Over recent decades its renewed transformative potential — through vestibulocortical stimulation (VCS) — is highlighted by remarkable therapeutic benefits shown in adults with often disabling refractory conditions such as phantom limb & central post-stroke pain, migraine, CRPS/allodynia and refractory fibromyalgia; other neurological disorders (e.g., Parkinson’s disease, minimally conscious state); and severe mental illness (e.g., depression, bipolar & schizophrenia spectrum disorders).
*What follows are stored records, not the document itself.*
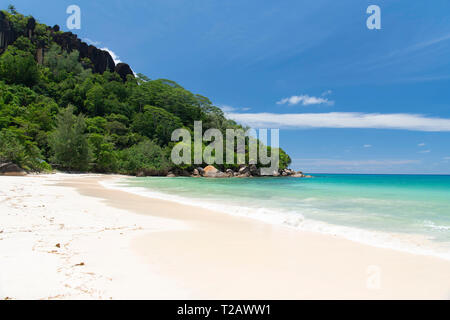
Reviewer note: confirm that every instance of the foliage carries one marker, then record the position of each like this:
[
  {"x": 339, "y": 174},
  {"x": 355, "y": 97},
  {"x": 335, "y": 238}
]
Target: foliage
[
  {"x": 18, "y": 67},
  {"x": 69, "y": 141},
  {"x": 64, "y": 113}
]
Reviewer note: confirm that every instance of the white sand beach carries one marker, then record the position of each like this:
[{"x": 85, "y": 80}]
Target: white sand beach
[{"x": 65, "y": 236}]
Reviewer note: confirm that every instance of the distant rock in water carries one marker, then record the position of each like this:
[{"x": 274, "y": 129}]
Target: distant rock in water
[{"x": 101, "y": 59}]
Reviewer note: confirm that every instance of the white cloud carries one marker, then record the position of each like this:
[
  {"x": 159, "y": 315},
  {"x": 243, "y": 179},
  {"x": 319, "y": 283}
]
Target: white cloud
[
  {"x": 91, "y": 42},
  {"x": 227, "y": 109},
  {"x": 113, "y": 55},
  {"x": 352, "y": 163},
  {"x": 305, "y": 100},
  {"x": 398, "y": 121}
]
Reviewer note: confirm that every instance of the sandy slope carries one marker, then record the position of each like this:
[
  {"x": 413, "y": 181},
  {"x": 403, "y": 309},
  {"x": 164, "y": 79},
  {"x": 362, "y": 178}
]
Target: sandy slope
[{"x": 135, "y": 247}]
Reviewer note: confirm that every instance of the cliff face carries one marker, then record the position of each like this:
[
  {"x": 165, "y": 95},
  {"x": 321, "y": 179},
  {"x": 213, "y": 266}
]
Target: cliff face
[
  {"x": 101, "y": 60},
  {"x": 7, "y": 34}
]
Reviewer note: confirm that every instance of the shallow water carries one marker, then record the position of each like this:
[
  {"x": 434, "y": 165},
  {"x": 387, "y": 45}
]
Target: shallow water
[{"x": 406, "y": 211}]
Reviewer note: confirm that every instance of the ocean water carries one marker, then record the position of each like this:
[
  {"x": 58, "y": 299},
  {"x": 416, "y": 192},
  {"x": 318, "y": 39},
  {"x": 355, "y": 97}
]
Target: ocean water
[{"x": 404, "y": 212}]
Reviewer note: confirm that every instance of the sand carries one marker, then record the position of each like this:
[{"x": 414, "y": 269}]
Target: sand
[{"x": 66, "y": 236}]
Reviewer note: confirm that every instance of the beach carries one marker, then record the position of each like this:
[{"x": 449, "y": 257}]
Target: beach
[{"x": 67, "y": 236}]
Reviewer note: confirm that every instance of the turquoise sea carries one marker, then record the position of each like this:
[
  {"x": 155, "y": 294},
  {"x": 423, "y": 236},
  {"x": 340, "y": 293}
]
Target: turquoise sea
[{"x": 407, "y": 212}]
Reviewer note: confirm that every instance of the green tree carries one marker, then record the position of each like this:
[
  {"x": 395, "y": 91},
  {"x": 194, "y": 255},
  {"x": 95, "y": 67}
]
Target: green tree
[
  {"x": 18, "y": 67},
  {"x": 146, "y": 157},
  {"x": 69, "y": 142},
  {"x": 17, "y": 148},
  {"x": 104, "y": 155},
  {"x": 156, "y": 124}
]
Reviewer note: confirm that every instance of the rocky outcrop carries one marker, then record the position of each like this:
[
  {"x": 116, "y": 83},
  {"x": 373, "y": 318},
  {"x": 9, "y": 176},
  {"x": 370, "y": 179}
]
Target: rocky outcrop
[
  {"x": 11, "y": 169},
  {"x": 123, "y": 70},
  {"x": 101, "y": 60},
  {"x": 243, "y": 172}
]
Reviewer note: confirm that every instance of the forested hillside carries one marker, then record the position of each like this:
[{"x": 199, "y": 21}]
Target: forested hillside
[{"x": 63, "y": 105}]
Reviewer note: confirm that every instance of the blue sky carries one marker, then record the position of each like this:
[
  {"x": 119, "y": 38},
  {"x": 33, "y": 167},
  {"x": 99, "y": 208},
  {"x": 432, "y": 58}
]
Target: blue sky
[{"x": 346, "y": 98}]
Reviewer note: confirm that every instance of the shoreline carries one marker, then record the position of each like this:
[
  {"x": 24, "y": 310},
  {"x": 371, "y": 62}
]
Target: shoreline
[
  {"x": 410, "y": 243},
  {"x": 137, "y": 247}
]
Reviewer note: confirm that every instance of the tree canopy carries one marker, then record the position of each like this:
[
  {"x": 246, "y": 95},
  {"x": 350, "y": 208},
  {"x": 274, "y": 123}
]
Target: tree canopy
[{"x": 60, "y": 112}]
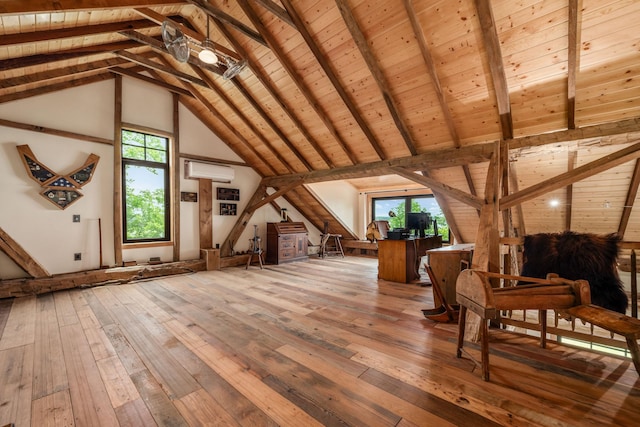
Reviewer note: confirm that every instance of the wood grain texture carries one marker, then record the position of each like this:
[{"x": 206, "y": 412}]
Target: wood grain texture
[{"x": 321, "y": 342}]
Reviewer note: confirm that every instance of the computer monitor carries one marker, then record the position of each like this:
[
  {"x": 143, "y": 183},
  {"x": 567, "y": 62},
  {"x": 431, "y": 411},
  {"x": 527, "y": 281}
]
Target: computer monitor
[{"x": 418, "y": 221}]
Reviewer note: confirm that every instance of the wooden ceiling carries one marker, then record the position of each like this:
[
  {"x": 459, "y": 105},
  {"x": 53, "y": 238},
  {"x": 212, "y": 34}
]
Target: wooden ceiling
[{"x": 344, "y": 89}]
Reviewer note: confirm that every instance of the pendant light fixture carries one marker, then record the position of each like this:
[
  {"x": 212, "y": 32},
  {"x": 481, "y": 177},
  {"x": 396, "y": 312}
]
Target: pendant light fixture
[{"x": 208, "y": 54}]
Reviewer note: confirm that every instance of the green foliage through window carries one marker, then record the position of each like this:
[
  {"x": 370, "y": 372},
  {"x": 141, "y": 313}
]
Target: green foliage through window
[{"x": 145, "y": 180}]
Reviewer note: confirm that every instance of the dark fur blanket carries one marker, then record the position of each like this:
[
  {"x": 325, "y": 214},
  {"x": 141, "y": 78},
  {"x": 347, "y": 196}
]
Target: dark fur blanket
[{"x": 576, "y": 256}]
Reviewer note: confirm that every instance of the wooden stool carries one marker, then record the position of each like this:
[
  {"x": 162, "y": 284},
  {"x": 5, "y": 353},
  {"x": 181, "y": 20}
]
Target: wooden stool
[
  {"x": 255, "y": 250},
  {"x": 326, "y": 249}
]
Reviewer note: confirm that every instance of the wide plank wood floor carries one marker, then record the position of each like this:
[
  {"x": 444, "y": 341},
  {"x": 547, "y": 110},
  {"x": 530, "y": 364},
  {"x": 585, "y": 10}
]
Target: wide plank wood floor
[{"x": 309, "y": 343}]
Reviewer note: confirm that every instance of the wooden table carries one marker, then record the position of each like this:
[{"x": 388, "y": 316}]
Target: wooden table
[
  {"x": 399, "y": 260},
  {"x": 446, "y": 263}
]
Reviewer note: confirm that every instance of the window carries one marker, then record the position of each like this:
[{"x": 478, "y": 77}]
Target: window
[
  {"x": 145, "y": 187},
  {"x": 394, "y": 210}
]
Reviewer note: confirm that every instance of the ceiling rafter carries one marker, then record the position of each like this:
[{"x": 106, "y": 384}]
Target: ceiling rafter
[
  {"x": 297, "y": 79},
  {"x": 230, "y": 20},
  {"x": 274, "y": 94},
  {"x": 44, "y": 76},
  {"x": 245, "y": 120},
  {"x": 376, "y": 72},
  {"x": 496, "y": 66},
  {"x": 64, "y": 55},
  {"x": 55, "y": 87},
  {"x": 335, "y": 81},
  {"x": 433, "y": 73},
  {"x": 589, "y": 169}
]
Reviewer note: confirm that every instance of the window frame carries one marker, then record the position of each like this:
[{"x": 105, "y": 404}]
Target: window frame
[{"x": 165, "y": 166}]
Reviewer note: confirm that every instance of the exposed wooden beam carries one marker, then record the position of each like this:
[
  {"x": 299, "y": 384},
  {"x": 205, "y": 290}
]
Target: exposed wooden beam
[
  {"x": 16, "y": 7},
  {"x": 159, "y": 18},
  {"x": 433, "y": 73},
  {"x": 496, "y": 66},
  {"x": 297, "y": 79},
  {"x": 592, "y": 168},
  {"x": 54, "y": 87},
  {"x": 215, "y": 113},
  {"x": 243, "y": 220},
  {"x": 632, "y": 193},
  {"x": 573, "y": 58},
  {"x": 81, "y": 31},
  {"x": 130, "y": 73},
  {"x": 436, "y": 185},
  {"x": 160, "y": 47},
  {"x": 246, "y": 120},
  {"x": 572, "y": 160},
  {"x": 228, "y": 19},
  {"x": 266, "y": 83},
  {"x": 430, "y": 160},
  {"x": 333, "y": 77},
  {"x": 56, "y": 132},
  {"x": 64, "y": 55},
  {"x": 376, "y": 72},
  {"x": 44, "y": 76},
  {"x": 21, "y": 257},
  {"x": 277, "y": 10},
  {"x": 260, "y": 110},
  {"x": 138, "y": 59}
]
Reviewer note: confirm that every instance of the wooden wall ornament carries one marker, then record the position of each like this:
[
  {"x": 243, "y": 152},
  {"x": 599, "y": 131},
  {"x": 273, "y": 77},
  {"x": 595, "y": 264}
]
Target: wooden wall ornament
[{"x": 61, "y": 190}]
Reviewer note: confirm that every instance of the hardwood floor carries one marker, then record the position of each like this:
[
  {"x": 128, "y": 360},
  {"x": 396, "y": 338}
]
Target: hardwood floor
[{"x": 310, "y": 343}]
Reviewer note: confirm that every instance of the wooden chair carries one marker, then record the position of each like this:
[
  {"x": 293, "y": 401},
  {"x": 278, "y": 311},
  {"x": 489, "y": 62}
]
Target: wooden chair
[{"x": 475, "y": 293}]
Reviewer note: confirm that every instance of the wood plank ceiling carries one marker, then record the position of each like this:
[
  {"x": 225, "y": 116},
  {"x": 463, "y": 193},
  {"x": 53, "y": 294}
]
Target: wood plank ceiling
[{"x": 347, "y": 89}]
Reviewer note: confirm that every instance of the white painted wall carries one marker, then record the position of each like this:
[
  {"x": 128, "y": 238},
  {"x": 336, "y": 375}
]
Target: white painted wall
[{"x": 48, "y": 233}]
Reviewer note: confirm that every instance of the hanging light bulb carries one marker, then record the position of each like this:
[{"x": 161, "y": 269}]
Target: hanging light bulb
[{"x": 208, "y": 54}]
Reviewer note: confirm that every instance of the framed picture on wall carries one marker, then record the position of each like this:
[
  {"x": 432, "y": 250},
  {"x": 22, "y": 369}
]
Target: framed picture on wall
[
  {"x": 228, "y": 209},
  {"x": 228, "y": 193}
]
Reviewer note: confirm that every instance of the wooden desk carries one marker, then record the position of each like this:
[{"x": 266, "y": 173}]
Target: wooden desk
[
  {"x": 399, "y": 260},
  {"x": 447, "y": 263}
]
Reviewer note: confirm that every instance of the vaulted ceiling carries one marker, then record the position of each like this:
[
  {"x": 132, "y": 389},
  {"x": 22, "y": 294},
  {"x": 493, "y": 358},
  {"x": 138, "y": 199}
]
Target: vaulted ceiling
[{"x": 348, "y": 89}]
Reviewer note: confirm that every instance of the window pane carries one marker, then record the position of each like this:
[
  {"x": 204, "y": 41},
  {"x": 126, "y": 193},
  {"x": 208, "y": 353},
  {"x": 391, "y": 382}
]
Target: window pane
[
  {"x": 132, "y": 138},
  {"x": 132, "y": 152},
  {"x": 145, "y": 202},
  {"x": 391, "y": 210}
]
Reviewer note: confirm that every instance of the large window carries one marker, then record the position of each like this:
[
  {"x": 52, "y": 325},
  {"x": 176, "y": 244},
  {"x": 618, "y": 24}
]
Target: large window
[
  {"x": 145, "y": 187},
  {"x": 394, "y": 210}
]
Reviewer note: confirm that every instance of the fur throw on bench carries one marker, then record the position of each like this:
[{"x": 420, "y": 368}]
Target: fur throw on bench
[{"x": 576, "y": 256}]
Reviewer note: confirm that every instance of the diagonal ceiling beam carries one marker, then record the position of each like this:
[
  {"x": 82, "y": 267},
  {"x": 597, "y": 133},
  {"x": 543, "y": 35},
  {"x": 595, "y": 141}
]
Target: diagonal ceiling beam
[
  {"x": 592, "y": 168},
  {"x": 16, "y": 7},
  {"x": 496, "y": 66},
  {"x": 275, "y": 95},
  {"x": 297, "y": 79},
  {"x": 228, "y": 19},
  {"x": 138, "y": 59},
  {"x": 376, "y": 72},
  {"x": 335, "y": 81},
  {"x": 438, "y": 186}
]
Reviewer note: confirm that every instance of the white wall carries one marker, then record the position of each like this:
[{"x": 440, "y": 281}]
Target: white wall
[{"x": 48, "y": 233}]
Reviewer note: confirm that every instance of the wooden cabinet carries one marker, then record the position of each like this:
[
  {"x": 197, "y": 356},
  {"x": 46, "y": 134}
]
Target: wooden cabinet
[
  {"x": 399, "y": 260},
  {"x": 286, "y": 242},
  {"x": 446, "y": 264}
]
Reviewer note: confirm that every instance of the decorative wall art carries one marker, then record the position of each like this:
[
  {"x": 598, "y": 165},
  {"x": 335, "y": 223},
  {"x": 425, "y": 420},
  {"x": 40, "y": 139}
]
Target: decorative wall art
[
  {"x": 228, "y": 193},
  {"x": 228, "y": 209},
  {"x": 61, "y": 190}
]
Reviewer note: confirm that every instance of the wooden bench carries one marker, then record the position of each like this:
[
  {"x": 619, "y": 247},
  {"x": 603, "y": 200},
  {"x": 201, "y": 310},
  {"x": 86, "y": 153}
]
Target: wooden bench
[{"x": 628, "y": 327}]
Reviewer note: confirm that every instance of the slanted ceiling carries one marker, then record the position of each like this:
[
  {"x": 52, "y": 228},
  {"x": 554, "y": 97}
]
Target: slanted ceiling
[{"x": 349, "y": 89}]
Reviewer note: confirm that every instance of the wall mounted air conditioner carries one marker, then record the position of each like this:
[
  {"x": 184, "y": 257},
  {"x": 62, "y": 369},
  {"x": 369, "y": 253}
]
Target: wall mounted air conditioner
[{"x": 216, "y": 173}]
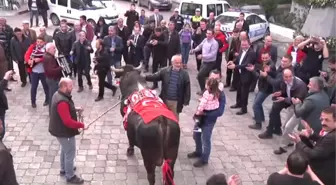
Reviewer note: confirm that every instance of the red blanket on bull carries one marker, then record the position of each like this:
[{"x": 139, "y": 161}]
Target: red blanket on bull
[{"x": 148, "y": 106}]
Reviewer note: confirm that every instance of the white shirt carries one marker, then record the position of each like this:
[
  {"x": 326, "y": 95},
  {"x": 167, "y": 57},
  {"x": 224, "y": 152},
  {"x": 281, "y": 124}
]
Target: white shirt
[{"x": 242, "y": 58}]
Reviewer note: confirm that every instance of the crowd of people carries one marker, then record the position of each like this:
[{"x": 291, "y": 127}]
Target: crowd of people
[{"x": 298, "y": 85}]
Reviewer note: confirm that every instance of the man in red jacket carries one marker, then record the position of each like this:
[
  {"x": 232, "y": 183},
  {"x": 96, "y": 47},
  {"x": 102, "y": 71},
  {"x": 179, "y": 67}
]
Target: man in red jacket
[
  {"x": 52, "y": 70},
  {"x": 223, "y": 46},
  {"x": 64, "y": 126}
]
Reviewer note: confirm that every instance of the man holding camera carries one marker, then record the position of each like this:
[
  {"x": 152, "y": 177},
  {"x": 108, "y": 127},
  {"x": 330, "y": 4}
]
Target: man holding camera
[{"x": 316, "y": 51}]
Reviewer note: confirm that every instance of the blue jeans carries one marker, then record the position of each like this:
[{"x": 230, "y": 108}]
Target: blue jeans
[
  {"x": 68, "y": 153},
  {"x": 109, "y": 75},
  {"x": 2, "y": 135},
  {"x": 257, "y": 106},
  {"x": 203, "y": 139},
  {"x": 185, "y": 49},
  {"x": 35, "y": 79}
]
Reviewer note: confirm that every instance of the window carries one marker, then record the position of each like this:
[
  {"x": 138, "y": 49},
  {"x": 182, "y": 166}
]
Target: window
[
  {"x": 226, "y": 7},
  {"x": 219, "y": 9},
  {"x": 63, "y": 3},
  {"x": 190, "y": 8},
  {"x": 224, "y": 19},
  {"x": 75, "y": 4},
  {"x": 211, "y": 8},
  {"x": 258, "y": 20},
  {"x": 250, "y": 20}
]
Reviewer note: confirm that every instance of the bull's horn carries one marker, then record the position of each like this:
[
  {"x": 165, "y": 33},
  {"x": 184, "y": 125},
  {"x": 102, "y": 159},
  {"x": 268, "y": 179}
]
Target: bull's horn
[
  {"x": 116, "y": 70},
  {"x": 139, "y": 67}
]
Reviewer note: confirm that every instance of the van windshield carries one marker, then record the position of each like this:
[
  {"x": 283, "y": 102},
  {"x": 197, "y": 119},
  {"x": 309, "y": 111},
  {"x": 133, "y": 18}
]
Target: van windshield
[
  {"x": 190, "y": 8},
  {"x": 224, "y": 19}
]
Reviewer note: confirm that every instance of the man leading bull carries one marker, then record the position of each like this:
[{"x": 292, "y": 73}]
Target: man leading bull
[{"x": 150, "y": 125}]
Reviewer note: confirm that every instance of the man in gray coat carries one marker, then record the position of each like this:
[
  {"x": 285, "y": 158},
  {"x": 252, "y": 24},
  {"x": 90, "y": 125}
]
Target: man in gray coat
[{"x": 311, "y": 107}]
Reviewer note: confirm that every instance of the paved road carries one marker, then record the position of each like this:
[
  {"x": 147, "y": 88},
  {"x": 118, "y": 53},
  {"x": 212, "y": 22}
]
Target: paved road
[{"x": 101, "y": 155}]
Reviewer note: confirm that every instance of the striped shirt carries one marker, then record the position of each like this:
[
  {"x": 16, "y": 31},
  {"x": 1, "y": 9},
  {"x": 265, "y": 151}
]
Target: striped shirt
[
  {"x": 208, "y": 102},
  {"x": 34, "y": 5},
  {"x": 172, "y": 93}
]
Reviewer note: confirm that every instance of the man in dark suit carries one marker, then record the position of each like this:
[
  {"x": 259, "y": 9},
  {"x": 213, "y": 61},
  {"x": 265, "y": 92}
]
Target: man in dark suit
[
  {"x": 322, "y": 154},
  {"x": 266, "y": 47},
  {"x": 136, "y": 44},
  {"x": 114, "y": 47},
  {"x": 241, "y": 24},
  {"x": 245, "y": 58},
  {"x": 156, "y": 17}
]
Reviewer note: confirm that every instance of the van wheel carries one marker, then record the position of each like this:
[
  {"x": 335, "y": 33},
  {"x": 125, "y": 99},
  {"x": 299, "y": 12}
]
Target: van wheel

This talk will present a high-level overview of the technique’s wide-ranging multimodal effects across mood, pain, cognition, attention, perception, beliefs/insight & mobility — with a practical lens towards accessible & innovative clinical care for people suffering from chronic primary pain conditions.
This body of work on VCS therapy trials in nociplastic pain is a close collaboration — now going on six years — between the presenter and A/Prof. Michael Kaplan MD in the Division of Rheumatology (NCT05004194; NCT06559839), Icahn School of Medicine at Mount Sinai (New York, USA). They are currently conducting the world’s first sham-controlled randomised trial of VCS in fibromyalgia (as senior supervising scientist and principal investigator, respectively).
PRESENTER: Dr Trung Thành Ngô — The University of Queensland and Tess Cramond Pain & Research Centre
Trung has over 15 years of STEMM capabilities in driving fundamental discovery and clinical translation projects, along with delivering specialist research evaluation services for several large-scale strategic & funding priorities (e.g., principal investigators; medical science associations; multi-institutional national/international partnerships).
With an interdisciplinary synthesis & quality outcomes focus, he is advancing:
(I) Precision Pain Medicine R&D program to delineate genetically supported risk & protective factors, transdiagnostic subtypes/biotypes and novel therapeutic targets for chronic pain & its many comorbidities (e.g., dementia; Parkinson’s disease; psychiatric, sleep & cardiometabolic disorders);
(II) Vestibulocortical stimulation (VCS) therapy trials in these complex conditions and its preventative health utility — i.e., improving insight & reversing maladaptive neuroplasticity/inflammation following injury/trauma (e.g., acquired brain injuries, concussion, PTSD) — with both local & U.S. clinicians across multiple medical disciplines and in other prominent pain presentations (e.g., endometriosis; functional neurological disorders; multiple sclerosis).
Trung also actively supports the Australian entrepreneurship ecosystem through Health Tech Innovation QLD — and AIMOS: the Association for Interdisciplinary Meta-Research & Open Science — in its continuing commitment to improving research quality, integrity & culture for the meaningful benefit of our broader community. His PhD in Neuroscience was undertaken with Jack Pettigrew MBBS FRS, followed by an NHMRC Clinical Research Fellowship examining a bistable (quantum) switching biomarker of neurocognitive (dys)regulation and VCS in persistent pain, bipolar & depressive disorders.